Democratic activists will claim that the Court is somehow “broken” and that it needs to be “reformed.” But there’s no doubt the move is payback for 1) Republican Senate Leader Mitch McConnell’s refusal in 2016 to consider President Obama’s nomination of Merrick Garland, and 2) McConnell’s confirmation of Justice Amy Coney Barrett just before the election last year. Democrats have been stewing about it ever since. “The anger has taken hold within the Democratic Party,” reports NBC News, “and the new push indicates that it has not dissipated in an era when the party controls the White House and both chambers of Congress.”
Of course, Democratic control of the Senate is extremely tenuous.

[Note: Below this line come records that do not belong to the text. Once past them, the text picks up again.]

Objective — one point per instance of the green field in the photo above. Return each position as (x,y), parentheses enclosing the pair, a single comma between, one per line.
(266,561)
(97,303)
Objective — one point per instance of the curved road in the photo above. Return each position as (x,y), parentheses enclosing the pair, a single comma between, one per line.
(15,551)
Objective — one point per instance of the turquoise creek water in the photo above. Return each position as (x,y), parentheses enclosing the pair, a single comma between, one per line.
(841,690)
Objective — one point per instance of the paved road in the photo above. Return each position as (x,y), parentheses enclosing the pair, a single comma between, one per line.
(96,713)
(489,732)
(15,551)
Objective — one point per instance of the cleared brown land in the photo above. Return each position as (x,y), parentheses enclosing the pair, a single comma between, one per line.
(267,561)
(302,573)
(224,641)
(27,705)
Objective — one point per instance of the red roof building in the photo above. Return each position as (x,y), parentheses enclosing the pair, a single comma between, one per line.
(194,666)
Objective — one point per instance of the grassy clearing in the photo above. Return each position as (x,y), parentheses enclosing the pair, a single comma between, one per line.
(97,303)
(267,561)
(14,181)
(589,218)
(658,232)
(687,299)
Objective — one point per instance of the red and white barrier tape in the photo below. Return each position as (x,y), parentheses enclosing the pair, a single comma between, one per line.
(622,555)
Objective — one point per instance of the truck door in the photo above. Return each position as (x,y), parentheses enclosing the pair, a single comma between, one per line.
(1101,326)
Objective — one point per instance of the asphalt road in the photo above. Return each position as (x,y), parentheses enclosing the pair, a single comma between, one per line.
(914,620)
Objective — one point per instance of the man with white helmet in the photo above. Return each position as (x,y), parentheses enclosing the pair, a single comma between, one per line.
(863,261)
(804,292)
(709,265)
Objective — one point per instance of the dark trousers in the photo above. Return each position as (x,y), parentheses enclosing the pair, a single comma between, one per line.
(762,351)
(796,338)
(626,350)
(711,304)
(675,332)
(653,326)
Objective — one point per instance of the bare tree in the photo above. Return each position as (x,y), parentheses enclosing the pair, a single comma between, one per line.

The body is tied 50-50 and requires the vote of Vice President Kamala Harris to break ties. That means Democrats will have to first kill the filibuster and then, in a partisan vote, have all 50 members on board to make something happen. That makes Court packing highly unlikely.
The DC statehood bill is called The Washington, DC Admissions Act. It passed the Oversight Committee on a party-line vote, 25 to 19. It would create, out of part of the current Washington, DC, the state of Washington, Douglass Commonwealth and would without doubt add two new Democratic senators to the Senate. Its passage in the full House is guaranteed — the House passed the same bill last year. But again, the Senate would have to kill the filibuster and then muster all 50 Democratic senators to give the vice president a chance to break a tie vote.
Finally, reparations. The bill passed by the Judiciary Committee would establish a commission to recommend ways “to address the fundamental injustice, cruelty, brutality, and inhumanity of slavery in the United States and the 13 American colonies between 1619 and 1865.” The same bill has been proposed multiple times since it was first introduced by the late Democratic Representative John Conyers in 1989. “This year,” reports NPR, “the legislation has the support of more than 170 Democratic co-sponsors and key congressional leaders.” But again, even if the bill passes the full House, it would have to clear the same hurdles in the Senate.
Progressive Democrats know all this is unlikely to happen. In part, they are taking action to show their base that they really mean it. But they also know that they are laying a foundation. Maybe they can’t make their goals a reality now. But they’re getting started.
If anything, the Democrats’ move this week highlights the importance of the filibuster in preventing Congress from veering off in wild directions. The more momentous the move — say, expanding the Supreme Court, or expanding the United States itself — the more likely it is to have public support if it can command a broad majority in Congress. It is audacious of today’s Democrats to believe they can enact such far-reaching changes in American governance in a 50-50 Senate. But that’s what they’re trying to do. And now they are under way.